The resulting 23-O-acetylsilybin A (9.73 g; 18.55 mmol) was dissolved in MTBE/n-BuOH,
9:1 (600 mL), Novozym 435 (9.73 g, ≥10,000 U/g, 100% (w/w) (catalyst/substrate)) was
added and the mixture shaken at 35 °C and 170 rpm for 100 h. The enzyme was filtered off,
solvents were evaporated and the crude mixture was crystallized from MeOH/H2O to yield the
first portion of highly pure silybin A (b, 3.7 g; 41%, d.e. = 98%).
The second crystallization of the mother liquor yielded crystalline silybin A (b) with a
somewhat lower purity (1.71 g; 19%, d.e. = 84%).
The resulting mother liquor was evaporated and purified by column chromatography
(CHCl3/acetone/HCOOH, 90:10:1) yielding the final portion of silybin A (b) (2.58 g; 29%,
d.e. = 95%).
The total yield of silybin A (b) with d.e. ≥95% was 6.28 g (45.6% from silybin).

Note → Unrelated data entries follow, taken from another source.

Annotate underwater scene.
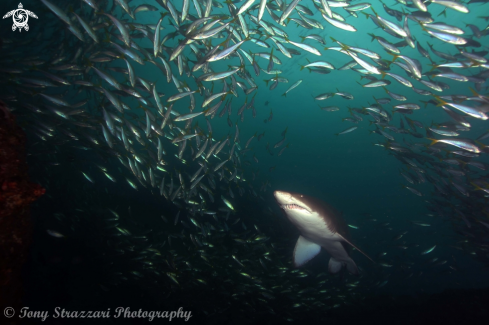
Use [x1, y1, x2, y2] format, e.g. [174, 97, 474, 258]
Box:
[0, 0, 489, 324]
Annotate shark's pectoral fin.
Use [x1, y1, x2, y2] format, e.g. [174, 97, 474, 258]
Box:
[294, 236, 321, 267]
[337, 234, 375, 263]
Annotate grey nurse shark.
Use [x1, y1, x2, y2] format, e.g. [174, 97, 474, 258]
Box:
[273, 191, 373, 275]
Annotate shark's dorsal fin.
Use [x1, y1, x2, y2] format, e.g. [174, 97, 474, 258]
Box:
[337, 233, 375, 263]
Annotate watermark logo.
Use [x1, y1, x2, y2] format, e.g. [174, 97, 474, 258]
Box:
[3, 3, 37, 32]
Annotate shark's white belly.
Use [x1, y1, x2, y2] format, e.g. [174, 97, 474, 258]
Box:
[287, 210, 350, 261]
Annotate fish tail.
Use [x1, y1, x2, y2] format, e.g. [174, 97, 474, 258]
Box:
[426, 138, 439, 147]
[433, 95, 447, 107]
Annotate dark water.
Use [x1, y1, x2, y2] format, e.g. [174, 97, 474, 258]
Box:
[0, 0, 489, 324]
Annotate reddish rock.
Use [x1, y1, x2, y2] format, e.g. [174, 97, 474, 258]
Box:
[0, 101, 46, 318]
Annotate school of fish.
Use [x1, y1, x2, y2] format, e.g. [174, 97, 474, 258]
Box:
[0, 0, 489, 321]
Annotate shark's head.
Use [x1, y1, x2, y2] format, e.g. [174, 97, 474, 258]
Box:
[273, 191, 347, 234]
[273, 191, 313, 215]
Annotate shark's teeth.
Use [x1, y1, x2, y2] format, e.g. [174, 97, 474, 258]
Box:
[284, 204, 305, 210]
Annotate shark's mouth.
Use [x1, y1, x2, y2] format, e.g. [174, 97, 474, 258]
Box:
[282, 204, 307, 211]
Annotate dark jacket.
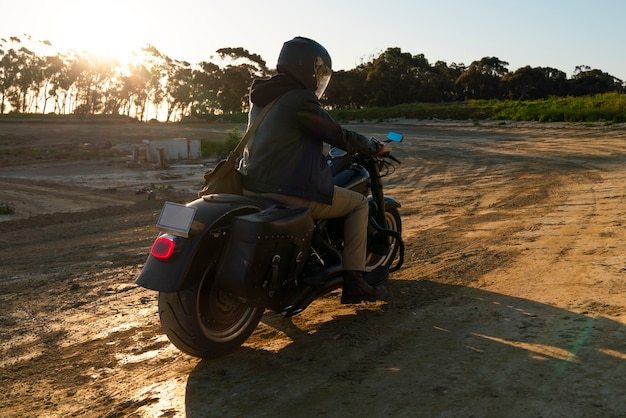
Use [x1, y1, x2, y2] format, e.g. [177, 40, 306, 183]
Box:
[239, 74, 376, 204]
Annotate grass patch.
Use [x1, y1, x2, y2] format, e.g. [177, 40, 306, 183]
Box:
[330, 93, 626, 124]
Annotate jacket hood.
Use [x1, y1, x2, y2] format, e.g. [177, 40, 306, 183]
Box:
[250, 73, 306, 107]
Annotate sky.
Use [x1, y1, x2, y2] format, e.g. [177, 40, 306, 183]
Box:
[0, 0, 626, 81]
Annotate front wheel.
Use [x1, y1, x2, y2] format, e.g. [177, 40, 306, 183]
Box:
[159, 248, 264, 358]
[366, 207, 402, 271]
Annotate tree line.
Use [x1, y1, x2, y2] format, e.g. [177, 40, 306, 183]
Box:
[0, 36, 626, 121]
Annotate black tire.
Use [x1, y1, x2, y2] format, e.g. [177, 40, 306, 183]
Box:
[159, 245, 264, 358]
[366, 207, 402, 271]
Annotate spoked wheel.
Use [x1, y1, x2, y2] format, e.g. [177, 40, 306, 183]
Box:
[366, 208, 402, 271]
[159, 248, 264, 358]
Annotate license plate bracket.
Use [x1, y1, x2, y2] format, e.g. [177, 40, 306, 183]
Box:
[157, 202, 198, 238]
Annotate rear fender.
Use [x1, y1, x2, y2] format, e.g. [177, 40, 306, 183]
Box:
[135, 195, 263, 292]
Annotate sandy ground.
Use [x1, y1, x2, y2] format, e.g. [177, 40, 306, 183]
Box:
[0, 121, 626, 417]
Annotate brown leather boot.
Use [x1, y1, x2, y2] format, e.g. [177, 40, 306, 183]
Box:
[341, 270, 387, 304]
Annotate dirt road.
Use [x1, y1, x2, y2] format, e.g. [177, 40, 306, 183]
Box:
[0, 121, 626, 417]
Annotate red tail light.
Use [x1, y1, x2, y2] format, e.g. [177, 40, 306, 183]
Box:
[150, 235, 176, 260]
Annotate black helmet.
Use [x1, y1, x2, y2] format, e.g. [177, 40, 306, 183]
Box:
[276, 36, 332, 98]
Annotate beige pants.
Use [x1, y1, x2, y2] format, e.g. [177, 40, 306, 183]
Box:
[244, 186, 369, 271]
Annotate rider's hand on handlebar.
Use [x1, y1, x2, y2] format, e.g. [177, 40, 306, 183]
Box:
[370, 137, 391, 157]
[376, 142, 391, 157]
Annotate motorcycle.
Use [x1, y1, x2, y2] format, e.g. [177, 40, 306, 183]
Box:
[136, 132, 404, 358]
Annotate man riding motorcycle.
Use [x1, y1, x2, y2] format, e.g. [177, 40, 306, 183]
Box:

NMR and
MS data were in accordance with those published previously.2
Preparative method for production of optically pure silybin B (c)1
Schematic of preparation is shown in Figure S1. Optically enriched silybin B (c, 17.93 g;
37.17 mmol, d.e. = 44%) obtained from the large-scale preparation of silybin A (b) was
enzymatically acetylated as previously described, yielding 23-O-acetylsilybin B (19.5 g;
37.17 mmol; 100%, d.e. = 44%), which was again treated with Novozym 435 (5.85 g; 30%
(w/w) (catalyst/substrate)) in toluene/n-BuOH, 9:1 (900 mL) and the mixture shaken at 45 °C
and 170 rpm for 48 h.
The enzyme was removed by filtration and the filtrate evaporated to yield silybin B (c,
10.04 g; 56%, d.e. = 95%) after chromatography (CHCl3/acetone/HCOOH, 90:10:1), as well
as 23-O-acetylsilybin A (7.02 g; 36%, d.e. = 36%), which can be recuperated for further
enrichment, e.g., using the above method for silybin A preparation.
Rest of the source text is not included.